Introduction:
Providing useful information about sustainability-related risks and opportunities
In October 2020, AICPA® & CIMA® started a programme of thought leadership to explore accountancy and sustainability, highlighted in Sustainability and Business — The Call to Action: Build Back Better.1 This Corporate Sustainability Reporting Directive (CSRD) and European Sustainability Reporting Standards (ESRS) summary report was created as part of a series of briefs exploring the topic of sustainability, business and the key role that finance professionals can play. These briefs will help organisations consider sustainability issues, how to integrate them into their long-term decision making and how to incorporate these issues into internal and external reporting.
This CSRD and ESRS paper has been designed as a summary of a specific standard or framework. Although it has been written from the management accounting perspective, attest and assurance issues will also be considered because they are vitally important in the evolving world of sustainability reporting.

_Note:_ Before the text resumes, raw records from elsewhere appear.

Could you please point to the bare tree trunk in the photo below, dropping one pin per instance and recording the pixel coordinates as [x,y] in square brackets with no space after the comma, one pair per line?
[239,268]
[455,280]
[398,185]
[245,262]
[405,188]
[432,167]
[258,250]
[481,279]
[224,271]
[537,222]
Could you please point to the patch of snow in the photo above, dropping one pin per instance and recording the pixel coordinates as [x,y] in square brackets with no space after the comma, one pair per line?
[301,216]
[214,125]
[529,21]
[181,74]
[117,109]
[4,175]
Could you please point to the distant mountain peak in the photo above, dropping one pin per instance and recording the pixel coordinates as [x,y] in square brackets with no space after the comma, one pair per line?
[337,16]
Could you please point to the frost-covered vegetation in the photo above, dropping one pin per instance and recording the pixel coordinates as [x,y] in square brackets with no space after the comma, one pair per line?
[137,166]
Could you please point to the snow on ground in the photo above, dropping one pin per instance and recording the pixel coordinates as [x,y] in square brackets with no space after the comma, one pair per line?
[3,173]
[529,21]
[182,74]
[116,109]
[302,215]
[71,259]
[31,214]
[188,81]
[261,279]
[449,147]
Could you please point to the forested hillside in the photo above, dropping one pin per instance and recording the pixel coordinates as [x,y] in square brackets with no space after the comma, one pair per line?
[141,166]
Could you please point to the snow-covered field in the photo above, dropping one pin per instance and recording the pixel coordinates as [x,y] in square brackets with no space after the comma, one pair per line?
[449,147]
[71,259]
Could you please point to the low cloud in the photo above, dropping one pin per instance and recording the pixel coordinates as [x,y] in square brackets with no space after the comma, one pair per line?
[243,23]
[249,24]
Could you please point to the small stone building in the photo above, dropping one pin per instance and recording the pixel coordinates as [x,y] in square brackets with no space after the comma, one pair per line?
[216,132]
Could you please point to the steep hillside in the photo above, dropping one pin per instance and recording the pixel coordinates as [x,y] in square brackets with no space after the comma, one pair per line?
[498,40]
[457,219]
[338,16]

A framework or a set of standards? The difference
A framework is a set of principles-based guidance for how information can be structured and prepared, and what broad topics should be covered. Standards are specific, replicable and detailed requirements for what should be reported for each topic; they are rules-based requirements.
Background
Within the European Union (EU), the CSRD was first proposed in 2021. The new legislation has been in effect since January 2023 and updates the previous Non-Financial Reporting Directive (NFRD). This new EU regulation requires companies to report on sustainability issues based upon 12 ESRS, which were adopted by the European Commission in July 2023.